# Wooden Spoons

## Introduction

This notebook is an analysis of wooden spoons in tennis.

The wooden spoon is a statistical booby prize that any early loser in a single-elimination tournament can earn. The winner of the wooden spoon is a player who is defeated by another player in the first round, who is then defeated by another player in the second, who is then defeated by someone else in the third, and so on, all the way up to the finalist (who loses the tournament champion in the final). Unlikely as it sounds at first, just as every tournament always has exactly one champion, it always has exactly one wooden spoon!

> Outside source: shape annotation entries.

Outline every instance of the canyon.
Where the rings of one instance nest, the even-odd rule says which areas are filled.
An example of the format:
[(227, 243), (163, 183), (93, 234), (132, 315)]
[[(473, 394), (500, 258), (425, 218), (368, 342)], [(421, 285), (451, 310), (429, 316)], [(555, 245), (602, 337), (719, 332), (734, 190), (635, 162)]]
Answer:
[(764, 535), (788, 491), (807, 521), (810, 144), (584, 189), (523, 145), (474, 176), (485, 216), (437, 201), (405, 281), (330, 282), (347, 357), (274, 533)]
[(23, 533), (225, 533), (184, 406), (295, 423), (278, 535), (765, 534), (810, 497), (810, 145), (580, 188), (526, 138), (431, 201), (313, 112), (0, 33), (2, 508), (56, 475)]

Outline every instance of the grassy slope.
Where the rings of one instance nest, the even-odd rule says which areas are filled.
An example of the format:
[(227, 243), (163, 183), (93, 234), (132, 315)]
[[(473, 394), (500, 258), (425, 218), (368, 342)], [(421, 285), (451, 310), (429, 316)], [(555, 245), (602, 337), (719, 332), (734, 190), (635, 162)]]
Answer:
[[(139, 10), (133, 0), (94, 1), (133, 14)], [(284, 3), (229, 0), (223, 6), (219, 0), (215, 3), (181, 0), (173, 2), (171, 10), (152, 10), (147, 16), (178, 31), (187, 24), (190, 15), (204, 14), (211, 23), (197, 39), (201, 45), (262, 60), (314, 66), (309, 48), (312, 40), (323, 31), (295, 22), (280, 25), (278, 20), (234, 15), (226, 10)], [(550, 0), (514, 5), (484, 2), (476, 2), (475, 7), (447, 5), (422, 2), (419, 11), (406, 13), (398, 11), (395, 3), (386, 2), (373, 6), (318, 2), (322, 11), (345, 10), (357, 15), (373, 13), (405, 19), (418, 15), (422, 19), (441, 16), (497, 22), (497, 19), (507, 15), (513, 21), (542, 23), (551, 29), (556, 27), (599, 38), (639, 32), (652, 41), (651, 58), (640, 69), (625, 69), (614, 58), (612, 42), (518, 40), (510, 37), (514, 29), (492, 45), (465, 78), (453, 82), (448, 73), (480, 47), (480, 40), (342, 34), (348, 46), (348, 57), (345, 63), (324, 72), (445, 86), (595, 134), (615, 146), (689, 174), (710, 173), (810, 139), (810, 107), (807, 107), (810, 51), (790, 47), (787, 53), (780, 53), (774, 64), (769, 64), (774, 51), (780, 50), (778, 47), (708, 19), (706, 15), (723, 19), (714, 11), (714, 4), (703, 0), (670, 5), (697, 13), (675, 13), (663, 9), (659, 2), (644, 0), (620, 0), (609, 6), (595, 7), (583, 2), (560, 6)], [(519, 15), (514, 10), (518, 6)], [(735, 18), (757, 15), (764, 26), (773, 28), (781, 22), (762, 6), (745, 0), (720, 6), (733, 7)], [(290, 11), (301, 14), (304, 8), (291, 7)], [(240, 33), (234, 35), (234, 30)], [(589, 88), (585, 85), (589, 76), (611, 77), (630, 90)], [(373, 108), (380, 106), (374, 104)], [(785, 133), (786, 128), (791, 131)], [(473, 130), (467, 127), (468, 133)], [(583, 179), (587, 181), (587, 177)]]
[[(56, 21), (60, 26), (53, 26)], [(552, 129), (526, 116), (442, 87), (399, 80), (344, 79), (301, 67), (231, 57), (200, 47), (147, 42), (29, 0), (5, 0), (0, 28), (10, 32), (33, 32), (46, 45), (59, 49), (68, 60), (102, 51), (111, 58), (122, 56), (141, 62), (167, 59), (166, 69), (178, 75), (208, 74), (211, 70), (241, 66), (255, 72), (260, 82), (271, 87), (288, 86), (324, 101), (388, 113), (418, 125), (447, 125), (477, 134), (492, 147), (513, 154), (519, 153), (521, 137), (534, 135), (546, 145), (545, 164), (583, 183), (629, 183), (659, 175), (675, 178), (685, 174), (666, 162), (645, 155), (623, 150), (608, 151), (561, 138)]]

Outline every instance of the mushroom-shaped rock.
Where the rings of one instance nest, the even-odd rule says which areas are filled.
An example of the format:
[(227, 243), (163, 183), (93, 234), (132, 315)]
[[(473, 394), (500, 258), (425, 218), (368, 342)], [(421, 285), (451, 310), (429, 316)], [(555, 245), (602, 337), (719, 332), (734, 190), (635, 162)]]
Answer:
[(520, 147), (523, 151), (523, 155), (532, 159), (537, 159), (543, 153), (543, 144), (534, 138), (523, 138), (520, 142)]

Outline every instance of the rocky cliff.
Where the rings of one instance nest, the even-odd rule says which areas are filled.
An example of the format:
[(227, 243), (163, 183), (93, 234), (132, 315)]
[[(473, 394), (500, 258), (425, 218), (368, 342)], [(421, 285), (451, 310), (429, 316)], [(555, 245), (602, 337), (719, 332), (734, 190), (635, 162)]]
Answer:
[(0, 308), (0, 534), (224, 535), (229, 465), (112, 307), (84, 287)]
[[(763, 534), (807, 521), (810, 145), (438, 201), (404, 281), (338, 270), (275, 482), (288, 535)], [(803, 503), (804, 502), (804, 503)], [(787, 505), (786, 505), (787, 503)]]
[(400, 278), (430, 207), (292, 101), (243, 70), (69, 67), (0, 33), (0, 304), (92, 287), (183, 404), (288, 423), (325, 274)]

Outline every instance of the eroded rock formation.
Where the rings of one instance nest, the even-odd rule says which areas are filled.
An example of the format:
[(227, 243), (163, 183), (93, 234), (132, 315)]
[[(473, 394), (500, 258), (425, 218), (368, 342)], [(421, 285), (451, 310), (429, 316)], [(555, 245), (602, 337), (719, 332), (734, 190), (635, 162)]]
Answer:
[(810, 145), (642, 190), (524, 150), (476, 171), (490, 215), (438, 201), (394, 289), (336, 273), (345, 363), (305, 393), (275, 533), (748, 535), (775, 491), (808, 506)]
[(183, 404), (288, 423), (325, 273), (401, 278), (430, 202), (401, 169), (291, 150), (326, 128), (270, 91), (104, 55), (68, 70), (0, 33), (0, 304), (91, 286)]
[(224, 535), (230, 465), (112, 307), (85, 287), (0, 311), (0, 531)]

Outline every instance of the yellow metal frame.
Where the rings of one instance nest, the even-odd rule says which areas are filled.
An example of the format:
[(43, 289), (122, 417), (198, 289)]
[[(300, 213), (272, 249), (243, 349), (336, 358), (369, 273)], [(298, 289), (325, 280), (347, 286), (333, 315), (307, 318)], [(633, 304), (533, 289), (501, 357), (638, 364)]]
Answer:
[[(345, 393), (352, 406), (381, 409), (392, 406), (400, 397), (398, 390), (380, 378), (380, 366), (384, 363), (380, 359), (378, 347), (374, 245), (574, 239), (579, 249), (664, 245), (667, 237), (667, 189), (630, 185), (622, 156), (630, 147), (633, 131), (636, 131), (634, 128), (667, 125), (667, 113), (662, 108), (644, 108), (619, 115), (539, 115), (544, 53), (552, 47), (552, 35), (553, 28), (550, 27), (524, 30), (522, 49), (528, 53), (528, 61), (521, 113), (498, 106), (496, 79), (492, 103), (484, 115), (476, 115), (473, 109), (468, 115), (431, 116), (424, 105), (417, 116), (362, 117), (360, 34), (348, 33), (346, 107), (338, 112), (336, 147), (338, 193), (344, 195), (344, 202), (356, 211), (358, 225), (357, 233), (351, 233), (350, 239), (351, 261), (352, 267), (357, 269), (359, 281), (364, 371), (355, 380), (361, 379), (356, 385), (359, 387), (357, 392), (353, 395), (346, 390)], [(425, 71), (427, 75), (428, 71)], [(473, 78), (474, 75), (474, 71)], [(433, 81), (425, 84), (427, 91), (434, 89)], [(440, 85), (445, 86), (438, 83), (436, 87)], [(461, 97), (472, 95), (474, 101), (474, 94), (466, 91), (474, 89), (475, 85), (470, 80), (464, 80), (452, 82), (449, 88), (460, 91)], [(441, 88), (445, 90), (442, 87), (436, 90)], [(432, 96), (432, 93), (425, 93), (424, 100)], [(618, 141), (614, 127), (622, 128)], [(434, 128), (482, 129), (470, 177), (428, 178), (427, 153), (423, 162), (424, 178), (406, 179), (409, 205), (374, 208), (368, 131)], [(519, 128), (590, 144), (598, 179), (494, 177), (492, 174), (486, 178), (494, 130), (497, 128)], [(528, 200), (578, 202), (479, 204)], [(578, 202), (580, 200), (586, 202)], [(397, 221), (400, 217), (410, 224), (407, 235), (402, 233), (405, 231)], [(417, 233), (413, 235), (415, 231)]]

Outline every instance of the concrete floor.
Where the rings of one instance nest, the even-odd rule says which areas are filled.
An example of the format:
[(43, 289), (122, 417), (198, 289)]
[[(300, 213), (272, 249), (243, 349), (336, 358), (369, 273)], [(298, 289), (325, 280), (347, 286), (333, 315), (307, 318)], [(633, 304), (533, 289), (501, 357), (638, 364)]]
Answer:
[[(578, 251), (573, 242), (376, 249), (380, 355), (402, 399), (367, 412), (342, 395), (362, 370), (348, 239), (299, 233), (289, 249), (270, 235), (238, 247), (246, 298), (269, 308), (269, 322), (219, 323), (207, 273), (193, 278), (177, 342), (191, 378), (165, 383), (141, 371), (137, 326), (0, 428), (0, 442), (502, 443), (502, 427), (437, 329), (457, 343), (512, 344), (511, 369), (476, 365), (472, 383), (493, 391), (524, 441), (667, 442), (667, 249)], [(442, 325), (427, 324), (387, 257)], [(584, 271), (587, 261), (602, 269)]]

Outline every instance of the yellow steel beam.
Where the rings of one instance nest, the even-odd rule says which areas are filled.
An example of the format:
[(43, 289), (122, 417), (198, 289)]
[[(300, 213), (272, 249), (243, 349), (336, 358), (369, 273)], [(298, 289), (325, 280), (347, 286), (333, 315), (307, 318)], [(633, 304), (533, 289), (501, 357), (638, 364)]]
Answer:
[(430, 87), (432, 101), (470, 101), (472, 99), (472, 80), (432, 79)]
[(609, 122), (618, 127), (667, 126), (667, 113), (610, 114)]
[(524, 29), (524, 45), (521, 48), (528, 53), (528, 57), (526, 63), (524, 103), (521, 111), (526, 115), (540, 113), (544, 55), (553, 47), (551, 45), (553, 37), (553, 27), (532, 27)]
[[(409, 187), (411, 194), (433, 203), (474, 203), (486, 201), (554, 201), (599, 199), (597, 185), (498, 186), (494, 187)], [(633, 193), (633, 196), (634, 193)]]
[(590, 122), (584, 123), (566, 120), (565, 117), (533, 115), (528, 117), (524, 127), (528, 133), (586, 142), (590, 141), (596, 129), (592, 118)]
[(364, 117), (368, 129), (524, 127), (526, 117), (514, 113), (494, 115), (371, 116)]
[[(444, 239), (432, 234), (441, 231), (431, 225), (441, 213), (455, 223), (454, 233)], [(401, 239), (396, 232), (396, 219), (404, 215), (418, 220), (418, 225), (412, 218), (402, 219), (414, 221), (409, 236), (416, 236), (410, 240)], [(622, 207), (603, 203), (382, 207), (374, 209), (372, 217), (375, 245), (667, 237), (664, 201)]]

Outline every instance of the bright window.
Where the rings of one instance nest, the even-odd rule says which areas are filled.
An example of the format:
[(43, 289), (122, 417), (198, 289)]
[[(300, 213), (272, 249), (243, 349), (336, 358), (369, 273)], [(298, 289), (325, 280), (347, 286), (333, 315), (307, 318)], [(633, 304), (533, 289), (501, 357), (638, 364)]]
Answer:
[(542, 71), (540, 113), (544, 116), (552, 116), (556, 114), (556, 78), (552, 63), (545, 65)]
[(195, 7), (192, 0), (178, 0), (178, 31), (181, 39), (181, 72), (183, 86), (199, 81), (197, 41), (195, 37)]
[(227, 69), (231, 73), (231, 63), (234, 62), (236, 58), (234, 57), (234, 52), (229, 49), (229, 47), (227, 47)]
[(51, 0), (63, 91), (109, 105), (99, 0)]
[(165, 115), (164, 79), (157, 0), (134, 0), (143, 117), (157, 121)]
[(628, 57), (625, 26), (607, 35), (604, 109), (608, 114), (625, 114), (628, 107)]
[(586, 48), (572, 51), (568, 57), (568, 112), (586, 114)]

Whereas the champion sits atop the longest possible list of wins, the holder of the wooden spoon sits beneath the longest possible list of losses. Therefore if the champion of the tournament is supposedly the best player there, then logically the holder of the wooden spoon is the worst. 

However, this is only really true if matches are deterministic, and the winner of each match is always the better of the two players. In reality, there is a lot of randomness involved (just enough to make the sport exiting). In almost every sport even top-ranked players are statistically likely to eat a shock first-round exit from time to time.

The women's tennis world recently got a particularly interesting wooden spoon holder. The highest tier of tennis tournaments are the Grand Slams, four of which are held every year. [Jeļena Ostapenko](https://en.wikipedia.org/wiki/Je%C4%BCena_Ostapenko), an aggressive, hard-hitting Latvian player, shook things up in 2017 by winning one of them, the French Open, prevailing over overwhelming favorite [Simona Halep](https://en.wikipedia.org/wiki/Simona_Halep) in the final to secure the first French Cup win by an unseeded (low-ranked) player since 1933.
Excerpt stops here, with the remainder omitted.